Googleは、Microsoft Teamsでのチャット招待と、技術サポート部門(helpdesk)の偽の通知を組み合わせて、ログイン情報を盗み、マルウェアをインストールする新しいサイバー犯罪グループについて警告を発しました。
Googleの脅威情報グループ(GTIG)によると、UNC6692という名前のハッカーグループは、巧妙な手口で大規模な攻撃キャンペーンを展開し、スパムメールによる「先制攻撃」の形で企業を標的にしました。
具体的には、攻撃者は最初に企業の従業員に大量の迷惑メールを送信し、メールボックスが過負荷になります。異常なメールを継続的に受信するため混乱した状況で、ユーザーは警戒を怠りやすくなります。その後すぐに、攻撃者はIT担当者を装い、Microsoft Teamsを通じて積極的に連絡を取り、問題解決のサポートを申し出ます。
これが内部部門であると信じて、多くの人が指示に従いました。ユーザーは、メールエラーを修正するのに役立つツールとして紹介されているリンクをクリックするように求められました。しかし、このリンクは、「Mailbox Repair Utility」という名前の偽のウェブサイトにつながり、システムチェックツールのように設計されています。
メールのログイン情報を要求された後、偽のシステムは最初の入力で意図的に誤りを報告し、再入力を要求します。このトリックにより、ユーザーは操作が正しくないと信じてしまいますが、実際にはログイン情報が収集されています。

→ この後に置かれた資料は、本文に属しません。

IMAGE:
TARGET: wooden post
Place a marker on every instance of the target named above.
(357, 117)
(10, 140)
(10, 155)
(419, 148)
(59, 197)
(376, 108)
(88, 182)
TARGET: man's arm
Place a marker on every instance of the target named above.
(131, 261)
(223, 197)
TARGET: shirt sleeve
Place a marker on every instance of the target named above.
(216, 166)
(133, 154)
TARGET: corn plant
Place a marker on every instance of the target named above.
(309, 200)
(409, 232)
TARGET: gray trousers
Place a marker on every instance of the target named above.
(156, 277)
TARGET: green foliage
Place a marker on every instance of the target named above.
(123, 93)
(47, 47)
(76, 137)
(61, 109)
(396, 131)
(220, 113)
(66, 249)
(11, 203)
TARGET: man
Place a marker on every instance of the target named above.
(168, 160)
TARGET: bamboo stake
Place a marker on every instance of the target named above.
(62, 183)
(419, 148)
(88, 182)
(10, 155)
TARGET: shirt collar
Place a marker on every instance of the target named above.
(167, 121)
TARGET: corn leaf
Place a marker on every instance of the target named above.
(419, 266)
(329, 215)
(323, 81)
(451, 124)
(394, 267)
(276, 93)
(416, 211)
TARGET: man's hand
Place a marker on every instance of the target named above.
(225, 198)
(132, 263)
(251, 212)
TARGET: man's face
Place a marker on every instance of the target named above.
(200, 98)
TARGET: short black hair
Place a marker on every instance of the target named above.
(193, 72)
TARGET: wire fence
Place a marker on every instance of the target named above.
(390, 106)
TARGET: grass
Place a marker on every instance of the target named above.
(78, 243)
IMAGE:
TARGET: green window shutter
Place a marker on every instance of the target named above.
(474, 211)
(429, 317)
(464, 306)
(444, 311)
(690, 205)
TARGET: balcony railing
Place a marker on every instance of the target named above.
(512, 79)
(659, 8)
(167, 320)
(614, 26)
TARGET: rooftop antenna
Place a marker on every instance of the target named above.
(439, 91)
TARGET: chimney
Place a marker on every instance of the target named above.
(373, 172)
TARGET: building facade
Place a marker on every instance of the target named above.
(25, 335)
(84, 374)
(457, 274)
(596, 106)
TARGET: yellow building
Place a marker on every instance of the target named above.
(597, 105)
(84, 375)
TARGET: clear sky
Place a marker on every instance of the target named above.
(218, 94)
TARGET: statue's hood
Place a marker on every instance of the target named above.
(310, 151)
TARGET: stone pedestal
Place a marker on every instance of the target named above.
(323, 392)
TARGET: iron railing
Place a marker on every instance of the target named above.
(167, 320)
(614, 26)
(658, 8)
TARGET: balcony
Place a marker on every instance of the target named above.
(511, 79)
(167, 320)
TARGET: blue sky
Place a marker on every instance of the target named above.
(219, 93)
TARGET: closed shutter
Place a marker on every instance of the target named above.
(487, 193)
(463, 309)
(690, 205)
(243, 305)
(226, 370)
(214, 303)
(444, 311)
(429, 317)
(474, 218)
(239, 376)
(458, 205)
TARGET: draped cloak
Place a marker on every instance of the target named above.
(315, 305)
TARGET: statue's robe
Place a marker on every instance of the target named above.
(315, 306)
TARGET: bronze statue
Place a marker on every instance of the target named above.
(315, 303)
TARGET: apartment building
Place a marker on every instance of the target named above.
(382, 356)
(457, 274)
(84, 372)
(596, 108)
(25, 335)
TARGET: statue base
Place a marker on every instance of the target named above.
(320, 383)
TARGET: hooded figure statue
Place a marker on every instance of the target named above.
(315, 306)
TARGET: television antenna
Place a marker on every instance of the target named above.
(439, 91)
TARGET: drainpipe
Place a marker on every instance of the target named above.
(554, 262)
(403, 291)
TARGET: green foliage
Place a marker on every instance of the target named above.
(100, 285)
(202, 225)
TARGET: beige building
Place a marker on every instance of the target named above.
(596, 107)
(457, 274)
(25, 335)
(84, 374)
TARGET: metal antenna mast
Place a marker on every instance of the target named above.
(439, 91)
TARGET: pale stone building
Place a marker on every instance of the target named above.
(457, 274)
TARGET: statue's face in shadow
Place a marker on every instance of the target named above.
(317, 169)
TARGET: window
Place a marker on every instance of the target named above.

警告によると、このすべてのデータは、Amazon Web Services S3サービスを通じてハッカーが制御するサーバーに転送されます。同時に、悪意のあるファイルもデバイスに密かにダウンロードされます。画面に「完了」という通知が表示されると、システムは実際には侵入されました。
最初にアクセス権を取得した後、ハッカーは長期的な制御を維持するためにさらに多くのツールをインストールし続けました。これらのソフトウェアを使用すると、アクティビティを監視したり、リモートでコマンドを実行したり、ユーザーが気づかないうちにスクリーンショットを撮ったり、重要なデータを盗んだりすることさえできます。
専門家は、これは技術的な抜け穴を利用するだけでなく、人間の心理と習慣を利用する「社会技術」攻撃の一種であると述べています。
それ以前にも、マイクロソフトはTeamsプラットフォームを通じて同様の詐欺キャンペーンを記録しており、テクニカルサポート部門を装う手口が使われていた。
サイバーセキュリティの専門家は、ユーザーは、仕事で慣れ親しんだチャネルから来る場合でも、ログイン情報の提供要求に特に注意する必要があると勧告しています。